Glücklich, nun doch auch die Sahne gefunden zu haben, steckte ich einen Becher ein. 39 ist die Dreieinheit. 3*13, und 13 ist die Einheit.
Faszinierend, daß sich sowas wirklich genau in diesem Moment so perfekt alles materialisiert.
Nun war ich neugierig auf die anderen Preise geworden. Ich hatte bis dahin noch gar kein Preisschild angeguckt, sondern ja immer nur die Waren mit Blicken durchsucht, ob da irgendwo Sahne rumsteht.
Also die 3.5% Milch kostet - mir fielen fast die Augen aus dem Kopf, das gibts doch gar nicht, solche Preise macht doch kein Supermarkt - genau 0.61. Und die reduzierte 1.5% Milch kostet 0.54.
Das sind drei Stufen. Es wird immer köstlicher. Das Puzzle setzte sich zusammen.
In der Welt der 6, das ist Ägypten, die Gefangenschaft in der irdischen Orientierung, das ist die 1.5% Milch mit der Kennzahl 54. Die 54 ist 6*9, und die Zahl des Gerichts, der Krise.
Dort entscheidet es sich. Willst du immer so weiter leben? Den Kreislauf der Inkarnationen einfach immer weiter leben, ganz unbewußt? Oder sehnst du dich nach der größeren Welt?
Also trinkst du nur die 1.5% Fett oder möchtest du was schöneres?
Dann entsteht eine bewußtere Wahrnehmung. Das Volk bricht auf. Es kommt in die Wüste, die Welt des siebten Tages. Dort ist noch keine feste Möglichkeit des Erlebens des EINS-Seins da. Immer nur in Momenten, in winzigen Momenten, darf der Hohepriester in die Stiftshütte gehen, einmal im Jahr, ins Allerheiligste, direkt vor Gott treten.
Die Kennzahl der 3.5, des Weges der Entfaltung des Bewußtseins in der Zeit zu größeren Höhen, ist hier die 61. Die 61 ist die Zahl des Ego. äni, hebräisch "ich", hat den Zahlenwert 61.
Aber daß sich das wirklich auch hier im Supermarkt spiegelt. Ich mußte doch über den Humor Gottes lachen.
Und die Zweiheit ist da, die Gespaltenheit. Läuft es gut, ist es das Gefühl, zwar noch IN der Welt zu sein, aber nicht mehr VON der Welt. Das höhere Bewußtsein schaltet sich ein und es ist ein Gefühl der Verbundenheit mit etwas Größerem da.
Läuft es schlecht, dann sieht man nur auf das, was man verlor. Irgendwie kommt einem diese ganze irdische Welt abstoßend vor, so sinnlos. Eben Wüstenerfahrung. Nix lebendiges. Dabei lebt auch die Wüste, aber wenn man schlecht drauf ist, sieht man das grad nicht.
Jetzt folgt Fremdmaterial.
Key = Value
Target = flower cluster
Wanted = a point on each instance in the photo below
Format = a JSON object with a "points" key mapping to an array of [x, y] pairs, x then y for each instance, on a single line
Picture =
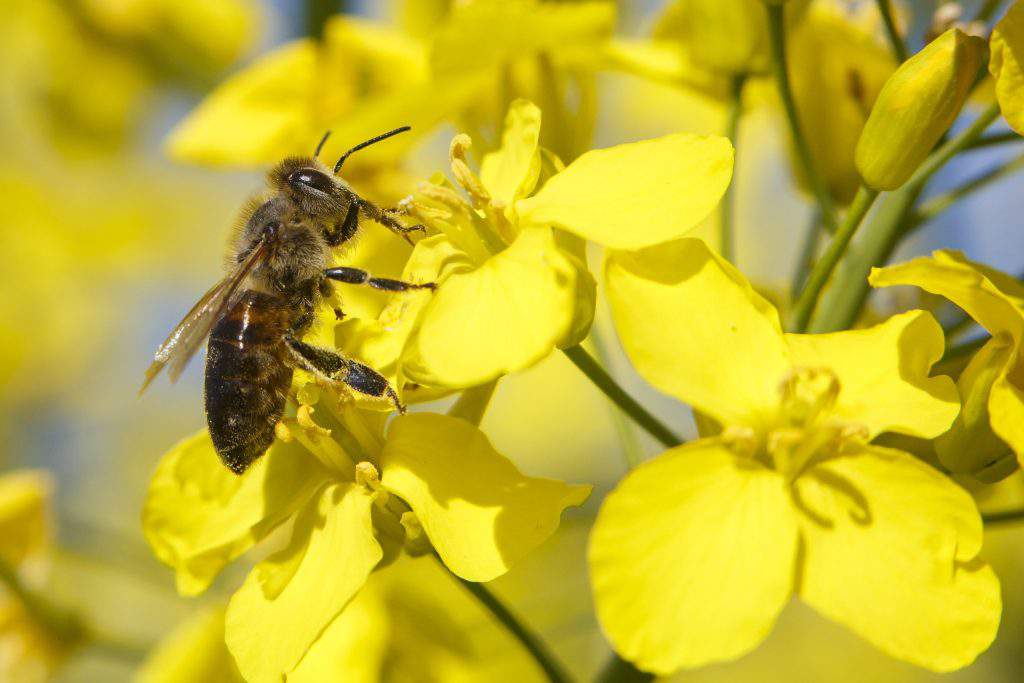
{"points": [[793, 488]]}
Nun weiter, die Sahne, die Welt des 8. Tages im gelobten Land. 30%. Das Erleben der direkten Gegenwart Gottes im salomonischen Tempel in Kanaan. Kennzahl 39, die Drei-Einheit. In dem Bewußtsein der Zweiheit, also der Doppelzeit, und dem gleichzeitigen Bewußtsein der 14 anderen Doppelzeiten, des Geliebtseins über alle Maßen, in dem sich plötzlich zeigt, daß man nicht nur dieses eine Leben lebt, sondern gleichzeitig noch mindestens 14 andere.
Die 15 Doppelzeiten entsprechen auch dem Zahlenwert des Gottesnamens "Jah".
Kanaan, so fällt mir auf, bedeutet "Kaufmann". Nun, ja, ist ja wirklich perfekt passend, daß mir dieses alles beim Besuch beim Kaufmann auffällt. Ich kaufte insgesamt "zufällig" für 10.09 Euro ein. 10+9=19. Die Zahl der Kreise in der Blume des Lebens, meinem Avatarbild, und gleichzeitig die Zahl des Namens Eva. Beim Schreiben fällt mir noch das EIN-kaufen ein. Hihihi, der größte Witz.

Unendlich reich beschenkt setzte ich meinen Weg fort. Manche Menschen haben mich schon gefragt, woher ich so viele Dinge weiß. Ich kann nur sagen, das Leben lehrt mich jede Sekunde, selbst durch die trivialsten Dinge.
Möge es anderen sich ebenso reich schenken, auf ihre Weise, von Tag zu Tag, und Ewigkeit zu Ewigkeit.